NAXOS 8.570289 [74:33]
Experience Classicsonline


Sir Charles Villiers Stanford was born to a family of Dublin lawyers in 1852. He, along with Hubert Parry, was one of the two most significant British composers prior to Elgar and he did much to advance the cause of British music. Having secured a degree from Queen’s College, Cambridge, he was appointed organist at Trinity College. After study in Germany, he returned to Cambridge where he instigated many reforms in the musical establishment. He would later be appointed to the newly-formed Royal College of Music, where he would teach such luminaries as Bridge, Butterworth, Moeran and Vaughan Williams. He is often credited with beginning the revival of British composition that would produce great composers from the above-mentioned all the way to Sir Peter Maxwell Davies.
 
His seven symphonies are the cornerstone of his output. Carefully crafted and vigorous in nature, they never really wander outside of the model set forth by Mendelssohn, Brahms and Schumann. Although the second symphony is titled “Elegiac” there is nothing particularly mournful about it. The symphony begins with an energetic and tuneful opening movement, followed by a warm and perhaps somewhat melancholy slow movement, a brisk minor key scherzo and a structured and climactic finale.
 
David Lloyd-Jones leads his Bournemouth charges in a taut, well-paced performance. The romantic nature of the music is taken seriously, yet Lloyd-Jones never indulges in overt sentimentality, always keeping up a steady, even, forward line. The orchestra sounds warm and rich, particularly in movements two and four, and there is some superior playing from the orchestra’s winds. Of particular merit is the second movement lento, in which Lloyd-Jones sets a most lovely tone, bathing us in sound akin to the perfect swim; in waters that are the ideal temperature.

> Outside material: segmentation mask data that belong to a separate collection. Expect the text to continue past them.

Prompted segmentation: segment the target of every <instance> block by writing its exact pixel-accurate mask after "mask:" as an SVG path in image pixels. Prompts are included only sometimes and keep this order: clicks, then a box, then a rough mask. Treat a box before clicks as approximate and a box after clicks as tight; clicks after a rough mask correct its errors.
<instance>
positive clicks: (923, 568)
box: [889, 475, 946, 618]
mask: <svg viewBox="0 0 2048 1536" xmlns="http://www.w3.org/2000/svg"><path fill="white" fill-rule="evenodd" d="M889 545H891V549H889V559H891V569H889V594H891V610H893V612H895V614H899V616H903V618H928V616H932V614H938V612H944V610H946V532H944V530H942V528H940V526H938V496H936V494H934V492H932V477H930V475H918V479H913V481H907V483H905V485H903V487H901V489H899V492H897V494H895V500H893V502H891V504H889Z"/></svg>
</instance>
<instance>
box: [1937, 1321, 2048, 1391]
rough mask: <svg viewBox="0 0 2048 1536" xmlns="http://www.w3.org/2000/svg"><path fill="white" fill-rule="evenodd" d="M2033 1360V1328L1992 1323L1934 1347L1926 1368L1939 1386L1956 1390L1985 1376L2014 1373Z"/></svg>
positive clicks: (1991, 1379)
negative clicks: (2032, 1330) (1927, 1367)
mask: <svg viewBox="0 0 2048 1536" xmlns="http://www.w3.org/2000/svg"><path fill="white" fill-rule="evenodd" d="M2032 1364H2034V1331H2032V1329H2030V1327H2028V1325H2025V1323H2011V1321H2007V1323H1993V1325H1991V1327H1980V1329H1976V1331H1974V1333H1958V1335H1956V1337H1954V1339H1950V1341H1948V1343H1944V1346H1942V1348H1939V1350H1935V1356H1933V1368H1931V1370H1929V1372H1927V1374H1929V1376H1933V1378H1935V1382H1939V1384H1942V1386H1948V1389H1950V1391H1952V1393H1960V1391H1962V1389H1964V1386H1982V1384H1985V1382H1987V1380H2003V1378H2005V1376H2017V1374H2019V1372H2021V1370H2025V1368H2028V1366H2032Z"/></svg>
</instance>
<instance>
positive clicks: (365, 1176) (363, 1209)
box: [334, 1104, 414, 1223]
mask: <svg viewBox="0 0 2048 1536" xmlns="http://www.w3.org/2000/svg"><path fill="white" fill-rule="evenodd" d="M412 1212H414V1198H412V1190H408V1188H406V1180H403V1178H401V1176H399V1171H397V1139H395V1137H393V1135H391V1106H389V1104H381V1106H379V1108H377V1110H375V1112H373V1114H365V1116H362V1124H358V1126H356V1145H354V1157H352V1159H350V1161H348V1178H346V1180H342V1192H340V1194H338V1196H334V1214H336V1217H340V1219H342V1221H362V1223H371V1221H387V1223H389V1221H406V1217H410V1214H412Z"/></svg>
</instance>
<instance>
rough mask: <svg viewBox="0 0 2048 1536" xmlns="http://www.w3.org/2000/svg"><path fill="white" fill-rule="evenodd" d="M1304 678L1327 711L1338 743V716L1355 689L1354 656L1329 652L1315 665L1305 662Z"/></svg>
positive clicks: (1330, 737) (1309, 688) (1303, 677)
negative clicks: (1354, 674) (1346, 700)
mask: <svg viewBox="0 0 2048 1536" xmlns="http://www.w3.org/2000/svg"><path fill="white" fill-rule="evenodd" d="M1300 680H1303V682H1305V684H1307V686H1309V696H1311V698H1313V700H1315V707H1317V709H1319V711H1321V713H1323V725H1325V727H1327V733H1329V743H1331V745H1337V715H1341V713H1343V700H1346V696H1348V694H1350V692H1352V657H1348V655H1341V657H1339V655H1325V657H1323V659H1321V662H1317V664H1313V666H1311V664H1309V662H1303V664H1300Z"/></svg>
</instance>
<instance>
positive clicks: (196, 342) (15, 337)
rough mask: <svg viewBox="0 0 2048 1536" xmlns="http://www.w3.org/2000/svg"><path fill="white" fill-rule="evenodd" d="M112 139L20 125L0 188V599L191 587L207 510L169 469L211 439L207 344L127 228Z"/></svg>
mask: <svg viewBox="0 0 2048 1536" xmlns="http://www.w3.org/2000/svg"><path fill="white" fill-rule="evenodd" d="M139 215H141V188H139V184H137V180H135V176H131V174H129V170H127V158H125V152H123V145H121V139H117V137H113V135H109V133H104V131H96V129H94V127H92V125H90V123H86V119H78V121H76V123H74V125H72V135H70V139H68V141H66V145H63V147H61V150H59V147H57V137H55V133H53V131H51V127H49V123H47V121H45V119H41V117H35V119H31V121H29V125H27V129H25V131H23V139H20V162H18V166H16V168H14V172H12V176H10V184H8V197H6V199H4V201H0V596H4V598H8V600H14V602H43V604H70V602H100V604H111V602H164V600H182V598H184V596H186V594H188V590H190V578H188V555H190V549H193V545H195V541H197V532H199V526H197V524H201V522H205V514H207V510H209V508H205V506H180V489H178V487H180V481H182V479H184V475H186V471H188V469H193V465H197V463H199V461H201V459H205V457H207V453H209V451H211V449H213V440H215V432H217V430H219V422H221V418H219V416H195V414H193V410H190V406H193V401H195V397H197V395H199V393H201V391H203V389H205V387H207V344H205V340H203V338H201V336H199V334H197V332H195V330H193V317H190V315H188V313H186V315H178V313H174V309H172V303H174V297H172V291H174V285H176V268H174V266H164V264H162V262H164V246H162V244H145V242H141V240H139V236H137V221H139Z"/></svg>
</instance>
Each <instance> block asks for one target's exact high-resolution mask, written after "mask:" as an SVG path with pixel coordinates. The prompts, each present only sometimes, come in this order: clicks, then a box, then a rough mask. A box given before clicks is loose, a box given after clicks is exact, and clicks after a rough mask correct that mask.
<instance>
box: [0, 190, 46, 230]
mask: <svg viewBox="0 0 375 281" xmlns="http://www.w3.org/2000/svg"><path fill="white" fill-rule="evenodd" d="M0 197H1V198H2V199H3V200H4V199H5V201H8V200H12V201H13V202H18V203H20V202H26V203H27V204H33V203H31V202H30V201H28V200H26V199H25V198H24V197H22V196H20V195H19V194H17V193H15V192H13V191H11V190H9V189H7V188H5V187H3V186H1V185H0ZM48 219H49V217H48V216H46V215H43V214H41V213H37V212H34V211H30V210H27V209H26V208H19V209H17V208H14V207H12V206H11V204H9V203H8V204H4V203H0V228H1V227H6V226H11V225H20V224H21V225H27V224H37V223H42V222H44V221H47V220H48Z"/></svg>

There is plenty of energy in the resounding last movement, all delivered with the appropriate English restraint.
 
The Symphony No. 5 is a horse of a different color. Based on two contrasting poems of John Milton, Stanford is far more explicitly dramatic in this score, going so far as to quote rather lengthy sections of the poetry in the score. Reflective of the text, which describes horrors, shrieks and other such nastiness, the symphony opens with raucous brass and timpani followed by busy strings and woodwinds. It never loses its energy from start to finish. The second movement is a remarkable contrast to the first. Tuneful and jolly, this is gracious and endearing music.
 
The cream here is the stunningly beautiful third movement based on verses from Il Penseroso. This is perhaps what Elgar should sound like: nostalgic, sweeping melodies, warm brass-laden orchestration yet never bottom-heavy. The Bournemouth pull this music out of their instruments at the perfect degree of tension, sending the listener up one mountain summit after another, wrapped in an exquisitely woven blanket of sound. The work ends with a confident final movement marked by an underpinning of pulsating string figures capped by soaring and sanguine melodies.
 
For those of you who enjoy the work of the German romantics, you will probably find this music most enjoyable. While it is quite a bit less ponderous than its German cousins, it still contains enough gravitas to satisfy the musical soul-searcher, yet veers often enough into a light-hearted realm that seekers of beautiful melodies will leave just as happy.